PROJECT SUMMARY/ABSTRACT Functional and anatomical obstruction of the urinary bladder from congenital and acquired urologic abnormalities results in reduced bladder capacity, diminished compliance, urothelial dysfunction, and incontinence. Enterocystoplasty is utilized as the primary strategy to increase bladder capacity and decrease high intravesical pressures to preserve renal function in patients with obstructive bladder disease. However, the presence of absorptive intestinal epithelium in autologous gastrointestinal grafts frequently leads to serve complications such as chronic urinary tract infection, mucus production, and metabolic abnormalities once integrated into the urinary tract. Silk fibroin (SF) biomaterials provide an exceptional combination of physical characteristics including high tensile strength and elasticity, diverse processing flexibility, controllable degradability, and low immunogenicity to create “off-the-shelf” scaffolds for treatment of obstructive bladder disease. Novel bladder reconstructive strategies employing bi-layer (BL) SF scaffolds impregnated with SF hydrogels capable of targeted intravesical delivery of anti-fibrotic therapeutics, halofuginone, ABT-263, and pan- TGF-β neutralizing antibodies will be developed and investigated for their ability to restore normal urodynamic parameters and promote superior constructive remodeling in a newly developed, large animal model of partial bladder outlet obstruction (pBOO). In this proposal, we will challenge the overall hypothesis that: composite BLSF matrices loaded with SF hydrogels capable of intravesical release of anti-fibrotic compounds will provide a superior approach for restoring normal bladder function in chronically obstructed bladders in comparison to enterocystoplasty. The specific aims of the application are: Specific Aim 1: Evaluate the impact of chronic pBOO on bladder regenerative processes following augmentation cystoplasty with BLSF scaffolds. Specific Aim 2: Develop composite BLSF grafts impregnated with SF hydrogels with the capacity for intravesical delivery of anti-fibrotic agents and compare their efficacy for reconstruction of chronically obstructed bladders to enterocystoplasty.

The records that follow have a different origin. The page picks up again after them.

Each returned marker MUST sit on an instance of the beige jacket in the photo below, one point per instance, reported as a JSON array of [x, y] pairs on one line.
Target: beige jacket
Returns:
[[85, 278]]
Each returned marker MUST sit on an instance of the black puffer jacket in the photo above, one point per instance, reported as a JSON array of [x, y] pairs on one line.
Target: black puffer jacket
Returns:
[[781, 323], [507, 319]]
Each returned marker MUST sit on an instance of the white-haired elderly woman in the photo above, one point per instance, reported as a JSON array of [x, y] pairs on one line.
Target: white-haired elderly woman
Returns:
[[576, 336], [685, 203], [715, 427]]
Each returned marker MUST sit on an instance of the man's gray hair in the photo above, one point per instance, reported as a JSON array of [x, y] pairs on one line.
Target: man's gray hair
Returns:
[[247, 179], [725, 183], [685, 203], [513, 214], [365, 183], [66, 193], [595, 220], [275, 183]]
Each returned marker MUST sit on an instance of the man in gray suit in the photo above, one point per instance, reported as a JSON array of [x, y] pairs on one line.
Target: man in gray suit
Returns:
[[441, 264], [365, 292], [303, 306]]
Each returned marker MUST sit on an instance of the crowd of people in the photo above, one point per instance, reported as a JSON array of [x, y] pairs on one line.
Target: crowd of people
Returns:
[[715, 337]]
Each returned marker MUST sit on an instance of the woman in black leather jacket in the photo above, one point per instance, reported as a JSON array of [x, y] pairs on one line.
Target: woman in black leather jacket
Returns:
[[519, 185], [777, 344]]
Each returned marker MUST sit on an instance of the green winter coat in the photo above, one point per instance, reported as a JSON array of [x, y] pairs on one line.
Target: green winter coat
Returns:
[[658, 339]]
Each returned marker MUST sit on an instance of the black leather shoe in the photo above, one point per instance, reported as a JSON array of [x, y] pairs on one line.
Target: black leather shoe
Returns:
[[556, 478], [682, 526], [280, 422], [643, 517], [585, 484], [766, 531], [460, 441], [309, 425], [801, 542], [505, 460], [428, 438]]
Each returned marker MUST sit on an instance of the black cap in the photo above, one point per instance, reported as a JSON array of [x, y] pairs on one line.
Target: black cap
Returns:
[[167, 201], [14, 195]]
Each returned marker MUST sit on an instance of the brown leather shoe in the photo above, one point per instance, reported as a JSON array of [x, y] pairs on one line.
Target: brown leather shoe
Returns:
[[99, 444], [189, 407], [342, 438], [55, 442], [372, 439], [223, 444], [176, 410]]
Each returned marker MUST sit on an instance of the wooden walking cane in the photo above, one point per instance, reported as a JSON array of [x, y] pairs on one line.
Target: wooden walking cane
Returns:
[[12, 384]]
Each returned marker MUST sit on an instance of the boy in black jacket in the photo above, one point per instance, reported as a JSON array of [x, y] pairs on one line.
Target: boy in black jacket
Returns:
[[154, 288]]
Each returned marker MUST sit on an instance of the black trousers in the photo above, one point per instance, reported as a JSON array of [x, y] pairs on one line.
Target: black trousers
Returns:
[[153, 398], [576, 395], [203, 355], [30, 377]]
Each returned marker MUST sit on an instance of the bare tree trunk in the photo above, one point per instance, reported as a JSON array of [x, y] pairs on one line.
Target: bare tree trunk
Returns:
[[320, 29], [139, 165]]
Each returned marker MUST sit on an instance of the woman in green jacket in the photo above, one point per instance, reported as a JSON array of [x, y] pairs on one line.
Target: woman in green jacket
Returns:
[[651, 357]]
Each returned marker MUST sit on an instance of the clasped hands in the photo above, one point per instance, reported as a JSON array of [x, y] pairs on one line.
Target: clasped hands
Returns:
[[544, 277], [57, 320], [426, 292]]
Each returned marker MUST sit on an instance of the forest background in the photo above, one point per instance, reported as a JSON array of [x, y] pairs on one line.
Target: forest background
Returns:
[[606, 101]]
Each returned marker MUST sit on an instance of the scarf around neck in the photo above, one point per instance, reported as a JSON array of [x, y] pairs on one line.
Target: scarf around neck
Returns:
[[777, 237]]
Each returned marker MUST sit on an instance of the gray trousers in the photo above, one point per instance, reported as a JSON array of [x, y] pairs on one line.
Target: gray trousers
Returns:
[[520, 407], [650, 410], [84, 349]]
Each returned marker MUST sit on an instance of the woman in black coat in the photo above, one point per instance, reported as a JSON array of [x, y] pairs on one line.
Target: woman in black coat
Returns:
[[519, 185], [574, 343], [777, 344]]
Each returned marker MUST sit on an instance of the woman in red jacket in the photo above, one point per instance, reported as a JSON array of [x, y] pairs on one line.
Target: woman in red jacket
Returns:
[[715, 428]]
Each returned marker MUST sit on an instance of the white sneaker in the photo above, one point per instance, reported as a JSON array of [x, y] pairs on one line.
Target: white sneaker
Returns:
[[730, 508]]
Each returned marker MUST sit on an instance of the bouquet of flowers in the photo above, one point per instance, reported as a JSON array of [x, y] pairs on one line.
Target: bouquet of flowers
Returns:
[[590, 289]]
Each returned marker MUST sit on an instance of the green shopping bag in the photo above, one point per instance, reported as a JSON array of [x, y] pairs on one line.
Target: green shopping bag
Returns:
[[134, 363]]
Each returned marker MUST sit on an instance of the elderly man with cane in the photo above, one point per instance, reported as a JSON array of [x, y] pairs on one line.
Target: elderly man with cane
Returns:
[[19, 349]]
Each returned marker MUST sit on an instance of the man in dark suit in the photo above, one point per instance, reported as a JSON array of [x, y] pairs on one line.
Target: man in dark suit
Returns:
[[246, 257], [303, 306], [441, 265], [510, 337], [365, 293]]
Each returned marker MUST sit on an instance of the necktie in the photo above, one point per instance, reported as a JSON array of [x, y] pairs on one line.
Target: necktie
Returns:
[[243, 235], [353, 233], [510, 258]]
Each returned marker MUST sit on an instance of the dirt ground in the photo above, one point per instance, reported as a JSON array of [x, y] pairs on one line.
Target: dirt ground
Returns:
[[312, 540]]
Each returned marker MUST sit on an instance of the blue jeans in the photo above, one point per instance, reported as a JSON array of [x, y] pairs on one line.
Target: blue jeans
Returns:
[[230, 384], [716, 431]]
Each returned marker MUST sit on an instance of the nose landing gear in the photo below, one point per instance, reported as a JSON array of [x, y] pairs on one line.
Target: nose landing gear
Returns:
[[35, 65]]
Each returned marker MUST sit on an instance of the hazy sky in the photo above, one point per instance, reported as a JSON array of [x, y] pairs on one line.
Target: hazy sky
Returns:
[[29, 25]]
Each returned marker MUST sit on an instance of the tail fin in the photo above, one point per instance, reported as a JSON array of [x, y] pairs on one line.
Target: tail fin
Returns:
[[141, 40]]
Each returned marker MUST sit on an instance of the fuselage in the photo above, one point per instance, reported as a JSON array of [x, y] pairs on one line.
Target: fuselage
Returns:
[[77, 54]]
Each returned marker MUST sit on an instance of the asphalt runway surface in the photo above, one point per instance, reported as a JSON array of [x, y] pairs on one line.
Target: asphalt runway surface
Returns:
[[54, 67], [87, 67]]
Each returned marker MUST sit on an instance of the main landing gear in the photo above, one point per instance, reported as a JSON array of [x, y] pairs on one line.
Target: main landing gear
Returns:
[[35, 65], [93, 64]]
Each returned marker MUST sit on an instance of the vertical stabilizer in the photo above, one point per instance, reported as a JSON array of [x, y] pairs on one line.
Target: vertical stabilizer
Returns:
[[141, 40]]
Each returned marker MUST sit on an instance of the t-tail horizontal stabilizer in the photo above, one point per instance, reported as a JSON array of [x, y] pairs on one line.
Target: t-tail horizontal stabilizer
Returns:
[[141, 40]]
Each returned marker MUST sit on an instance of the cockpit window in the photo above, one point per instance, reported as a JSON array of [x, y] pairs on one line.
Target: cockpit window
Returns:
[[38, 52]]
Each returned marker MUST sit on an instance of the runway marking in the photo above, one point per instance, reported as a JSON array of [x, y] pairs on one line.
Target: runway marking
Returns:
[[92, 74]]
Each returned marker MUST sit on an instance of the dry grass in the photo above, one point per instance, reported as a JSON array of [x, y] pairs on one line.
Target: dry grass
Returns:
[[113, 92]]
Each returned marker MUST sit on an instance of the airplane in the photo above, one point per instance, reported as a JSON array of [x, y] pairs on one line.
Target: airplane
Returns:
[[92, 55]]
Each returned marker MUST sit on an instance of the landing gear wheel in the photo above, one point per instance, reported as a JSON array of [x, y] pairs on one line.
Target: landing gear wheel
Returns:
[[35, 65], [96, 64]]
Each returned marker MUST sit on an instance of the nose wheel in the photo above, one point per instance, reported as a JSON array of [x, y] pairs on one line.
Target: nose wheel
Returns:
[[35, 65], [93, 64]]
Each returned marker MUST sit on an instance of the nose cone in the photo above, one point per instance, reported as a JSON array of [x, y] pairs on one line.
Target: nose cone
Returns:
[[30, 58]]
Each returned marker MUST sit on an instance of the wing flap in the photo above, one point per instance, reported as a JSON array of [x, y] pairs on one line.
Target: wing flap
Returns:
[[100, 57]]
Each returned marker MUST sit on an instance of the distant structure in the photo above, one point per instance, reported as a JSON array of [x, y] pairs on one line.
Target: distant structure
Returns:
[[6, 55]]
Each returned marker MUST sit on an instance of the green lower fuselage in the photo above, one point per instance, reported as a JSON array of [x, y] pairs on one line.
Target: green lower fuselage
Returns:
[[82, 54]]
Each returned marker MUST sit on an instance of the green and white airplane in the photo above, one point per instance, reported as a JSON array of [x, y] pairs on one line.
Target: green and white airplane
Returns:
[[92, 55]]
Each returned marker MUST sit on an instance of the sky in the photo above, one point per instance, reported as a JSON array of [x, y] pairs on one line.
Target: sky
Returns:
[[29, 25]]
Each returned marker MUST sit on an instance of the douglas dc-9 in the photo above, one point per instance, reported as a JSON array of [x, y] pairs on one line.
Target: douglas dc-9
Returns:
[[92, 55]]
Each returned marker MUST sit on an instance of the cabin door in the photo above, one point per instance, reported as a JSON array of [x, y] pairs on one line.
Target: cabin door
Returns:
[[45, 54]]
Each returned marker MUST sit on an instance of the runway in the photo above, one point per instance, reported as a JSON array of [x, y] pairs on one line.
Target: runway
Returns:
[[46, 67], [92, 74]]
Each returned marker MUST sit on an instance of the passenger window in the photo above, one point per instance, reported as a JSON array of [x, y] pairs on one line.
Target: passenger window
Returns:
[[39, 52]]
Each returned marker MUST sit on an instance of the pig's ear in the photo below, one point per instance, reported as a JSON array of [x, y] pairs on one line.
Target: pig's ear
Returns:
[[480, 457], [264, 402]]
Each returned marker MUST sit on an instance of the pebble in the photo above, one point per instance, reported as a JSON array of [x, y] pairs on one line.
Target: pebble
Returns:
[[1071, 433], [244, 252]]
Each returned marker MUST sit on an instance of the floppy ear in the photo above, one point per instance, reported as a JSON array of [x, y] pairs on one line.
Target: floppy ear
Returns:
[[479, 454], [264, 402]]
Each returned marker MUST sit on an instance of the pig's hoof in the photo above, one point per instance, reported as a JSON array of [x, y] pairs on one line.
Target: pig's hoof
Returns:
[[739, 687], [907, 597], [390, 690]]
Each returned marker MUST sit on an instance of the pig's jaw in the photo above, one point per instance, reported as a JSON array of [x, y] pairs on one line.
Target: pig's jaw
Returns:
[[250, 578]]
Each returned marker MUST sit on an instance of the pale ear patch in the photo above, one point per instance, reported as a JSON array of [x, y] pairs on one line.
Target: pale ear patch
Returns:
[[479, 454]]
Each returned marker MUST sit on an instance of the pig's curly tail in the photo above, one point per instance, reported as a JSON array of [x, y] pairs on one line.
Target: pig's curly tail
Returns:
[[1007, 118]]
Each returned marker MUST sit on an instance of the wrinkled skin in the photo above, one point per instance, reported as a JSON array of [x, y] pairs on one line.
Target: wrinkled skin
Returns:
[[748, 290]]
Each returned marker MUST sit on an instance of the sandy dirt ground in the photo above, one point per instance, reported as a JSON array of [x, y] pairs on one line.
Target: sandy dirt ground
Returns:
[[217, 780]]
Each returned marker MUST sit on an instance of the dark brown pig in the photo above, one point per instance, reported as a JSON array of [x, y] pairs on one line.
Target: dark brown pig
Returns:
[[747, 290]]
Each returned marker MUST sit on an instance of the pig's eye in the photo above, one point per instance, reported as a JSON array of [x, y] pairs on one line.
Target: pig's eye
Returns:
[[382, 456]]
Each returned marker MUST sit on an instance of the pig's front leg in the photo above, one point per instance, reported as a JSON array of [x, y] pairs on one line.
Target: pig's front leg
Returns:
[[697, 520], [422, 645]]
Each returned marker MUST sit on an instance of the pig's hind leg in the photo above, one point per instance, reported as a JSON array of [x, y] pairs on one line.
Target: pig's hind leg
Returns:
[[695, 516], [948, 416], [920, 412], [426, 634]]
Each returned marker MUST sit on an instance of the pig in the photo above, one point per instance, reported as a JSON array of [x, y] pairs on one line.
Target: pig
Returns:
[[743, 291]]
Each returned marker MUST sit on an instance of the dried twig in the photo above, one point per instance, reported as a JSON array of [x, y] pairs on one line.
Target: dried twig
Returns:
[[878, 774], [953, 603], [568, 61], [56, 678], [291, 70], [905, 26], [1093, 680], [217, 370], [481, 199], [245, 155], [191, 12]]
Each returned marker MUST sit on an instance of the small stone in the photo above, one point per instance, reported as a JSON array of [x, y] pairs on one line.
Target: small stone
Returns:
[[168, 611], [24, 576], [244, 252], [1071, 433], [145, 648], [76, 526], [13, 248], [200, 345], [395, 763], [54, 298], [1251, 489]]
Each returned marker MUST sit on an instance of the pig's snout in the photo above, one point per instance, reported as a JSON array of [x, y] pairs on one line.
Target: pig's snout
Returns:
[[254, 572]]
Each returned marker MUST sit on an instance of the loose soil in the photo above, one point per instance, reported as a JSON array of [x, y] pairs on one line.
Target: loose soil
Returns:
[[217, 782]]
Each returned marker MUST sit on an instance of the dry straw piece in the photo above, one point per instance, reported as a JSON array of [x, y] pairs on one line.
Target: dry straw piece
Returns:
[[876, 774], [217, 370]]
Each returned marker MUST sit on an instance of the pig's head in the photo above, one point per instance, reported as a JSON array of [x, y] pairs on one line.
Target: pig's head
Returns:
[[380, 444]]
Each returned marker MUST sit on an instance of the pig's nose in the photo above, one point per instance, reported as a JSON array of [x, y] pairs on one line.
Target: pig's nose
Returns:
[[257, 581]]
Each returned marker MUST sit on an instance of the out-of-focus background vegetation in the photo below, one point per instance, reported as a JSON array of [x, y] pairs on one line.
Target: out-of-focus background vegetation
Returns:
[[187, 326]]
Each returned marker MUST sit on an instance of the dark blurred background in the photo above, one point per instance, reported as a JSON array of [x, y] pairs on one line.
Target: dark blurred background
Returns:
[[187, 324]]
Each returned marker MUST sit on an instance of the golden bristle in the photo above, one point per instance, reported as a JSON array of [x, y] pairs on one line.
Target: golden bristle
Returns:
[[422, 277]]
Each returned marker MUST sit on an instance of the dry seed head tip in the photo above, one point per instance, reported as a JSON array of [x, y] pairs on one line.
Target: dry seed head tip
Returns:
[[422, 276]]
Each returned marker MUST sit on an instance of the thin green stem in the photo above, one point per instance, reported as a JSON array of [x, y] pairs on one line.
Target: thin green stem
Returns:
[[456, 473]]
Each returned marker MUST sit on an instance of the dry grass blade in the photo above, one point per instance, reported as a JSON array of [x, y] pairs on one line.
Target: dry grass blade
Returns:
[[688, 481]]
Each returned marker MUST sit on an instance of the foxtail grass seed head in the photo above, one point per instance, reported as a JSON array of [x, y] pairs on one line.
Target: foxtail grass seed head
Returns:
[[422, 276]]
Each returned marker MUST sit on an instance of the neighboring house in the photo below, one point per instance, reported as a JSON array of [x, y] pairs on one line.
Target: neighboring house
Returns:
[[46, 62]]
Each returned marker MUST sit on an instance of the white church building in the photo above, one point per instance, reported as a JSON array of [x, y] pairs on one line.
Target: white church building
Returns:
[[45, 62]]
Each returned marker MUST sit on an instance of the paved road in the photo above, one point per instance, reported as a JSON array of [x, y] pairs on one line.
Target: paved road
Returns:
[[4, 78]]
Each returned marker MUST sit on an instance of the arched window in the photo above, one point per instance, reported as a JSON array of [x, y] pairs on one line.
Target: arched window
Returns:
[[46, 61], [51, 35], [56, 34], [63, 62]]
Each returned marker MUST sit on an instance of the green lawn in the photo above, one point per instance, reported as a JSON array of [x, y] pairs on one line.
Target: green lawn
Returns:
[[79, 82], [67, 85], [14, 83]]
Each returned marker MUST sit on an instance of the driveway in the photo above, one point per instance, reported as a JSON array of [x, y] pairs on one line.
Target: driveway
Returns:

项目摘要/摘要 先天性和获得性泌尿系功能性和解剖性膀胱梗阻 异常导致膀胱容量减少，顺应性降低，尿路上皮功能障碍，以及 大小便失禁。肠膀胱成形术被用作增加膀胱容量和减少膀胱体积的主要策略 高膀胱内压对梗阻性膀胱病患者肾功能的保护作用然而， 自体胃肠道移植物中可吸收的肠上皮的存在常常导致 慢性尿路感染、粘液产生和代谢异常等并发症 整合到尿路中。丝素(SF)生物材料提供了一种特殊的物理组合 特点：抗拉强度和弹性高，加工灵活性多样，可控 可降解性和低免疫原性制造用于治疗梗阻性膀胱的现成支架 疾病。应用浸渍SF的双层SF支架重建膀胱的新策略 水凝胶能够靶向膀胱内输送抗纤维化治疗药物、常青藤酮、ABT-263和PAN-2。 将开发转化生长因子-β中和抗体，并研究其恢复正常尿动力学的能力 参数并促进新开发的部分节段性脑缺血大动物模型的优越结构重构 膀胱出口梗阻(PBOO)。在这项提案中，我们将挑战总体假设：复合 加载了能够在膀胱内释放抗纤维化化合物的SF水凝胶的BLSF基质将提供 一种恢复慢性梗阻膀胱正常膀胱功能的更好方法 肠膀胱成形术。申请的具体目标是：具体目标1：评估慢性疾病的影响 PBOO对BLSF支架膀胱成形术后膀胱再生过程的影响。特定目标 2：开发浸渍SF水凝胶的复合BLSF移植物，具有膀胱内释放的能力 抗纤维化药物及对慢性梗阻性膀胱重建的疗效比较 肠膀胱成形术。